Moreover, unlike epidemiological studies on the general population,
observational surveys on HD patients have been performed for
shorter periods of time. After correction for confounders
and over the long-term, hypertension seems to be an independent
risk factor for mortality in HD patients and is multi-factorial
in origin. Several causes are recognized: volume overload,
sympathetic hyperactivity, activation of the renin angiotensin
system, vascular calcification and erythropoietin treatment.

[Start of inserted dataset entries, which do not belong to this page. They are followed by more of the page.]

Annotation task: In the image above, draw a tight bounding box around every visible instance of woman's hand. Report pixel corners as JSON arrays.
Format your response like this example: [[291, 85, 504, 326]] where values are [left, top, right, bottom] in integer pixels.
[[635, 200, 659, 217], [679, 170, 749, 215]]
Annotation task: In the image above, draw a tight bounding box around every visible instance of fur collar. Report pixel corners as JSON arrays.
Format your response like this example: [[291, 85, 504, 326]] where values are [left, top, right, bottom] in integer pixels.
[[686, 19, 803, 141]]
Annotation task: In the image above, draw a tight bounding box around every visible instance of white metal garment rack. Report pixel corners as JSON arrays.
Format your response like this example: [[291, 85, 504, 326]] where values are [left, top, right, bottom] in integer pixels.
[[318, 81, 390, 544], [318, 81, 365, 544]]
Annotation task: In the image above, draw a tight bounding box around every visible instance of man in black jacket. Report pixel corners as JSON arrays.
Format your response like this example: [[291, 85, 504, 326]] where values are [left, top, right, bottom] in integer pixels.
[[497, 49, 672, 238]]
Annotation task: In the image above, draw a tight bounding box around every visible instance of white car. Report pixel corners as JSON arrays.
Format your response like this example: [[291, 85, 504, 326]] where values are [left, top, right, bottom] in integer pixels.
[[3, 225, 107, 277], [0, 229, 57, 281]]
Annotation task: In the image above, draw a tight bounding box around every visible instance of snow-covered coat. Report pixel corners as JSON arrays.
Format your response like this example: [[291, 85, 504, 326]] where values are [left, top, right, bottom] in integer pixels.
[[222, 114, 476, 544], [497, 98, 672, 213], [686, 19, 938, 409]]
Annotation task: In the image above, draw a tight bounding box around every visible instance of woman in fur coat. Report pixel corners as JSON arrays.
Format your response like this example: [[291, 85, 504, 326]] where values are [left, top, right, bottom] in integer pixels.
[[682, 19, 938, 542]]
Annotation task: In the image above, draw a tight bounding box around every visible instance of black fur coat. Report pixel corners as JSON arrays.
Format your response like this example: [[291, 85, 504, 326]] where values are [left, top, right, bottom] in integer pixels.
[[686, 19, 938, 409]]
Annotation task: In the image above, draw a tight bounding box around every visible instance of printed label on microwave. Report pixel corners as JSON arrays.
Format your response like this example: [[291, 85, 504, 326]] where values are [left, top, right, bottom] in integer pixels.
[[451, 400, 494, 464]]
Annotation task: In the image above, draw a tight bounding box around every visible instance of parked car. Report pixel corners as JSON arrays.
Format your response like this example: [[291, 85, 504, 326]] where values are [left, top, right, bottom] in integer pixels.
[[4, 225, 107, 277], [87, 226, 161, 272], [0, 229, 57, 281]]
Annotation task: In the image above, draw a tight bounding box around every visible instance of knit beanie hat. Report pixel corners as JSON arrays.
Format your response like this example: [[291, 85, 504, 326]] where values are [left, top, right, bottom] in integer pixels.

The optimal blood pressure target seems to be pre-dialysis
values of 140/90 mmHg, or the lowest possible values which
are well tolerated during the dialysis session. The best method
for assessing blood pressure levels remains to be established,
because of oscillations in relation to the dialysis session
or the inter-dialysis period. Home blood pressure measurement
seems to be as sensitive as ambulatory blood pressure monitoring;
alternatively the average of 12 pre-dialysis measurements
has been used. Drug treatment is unsatisfactory, and difficult
kinetics and side effects are often reported. Several non
pharmacological options are available, such as modifications
to the hemodialysis schedule, increased HD efficiency, and
use of biocompatible membranes, besides dietary salt and fluid
restriction. A correct approach to HD can efficiently reduce
the incidence of hypertension, cardiovascular complications
and mortality rate in these patients.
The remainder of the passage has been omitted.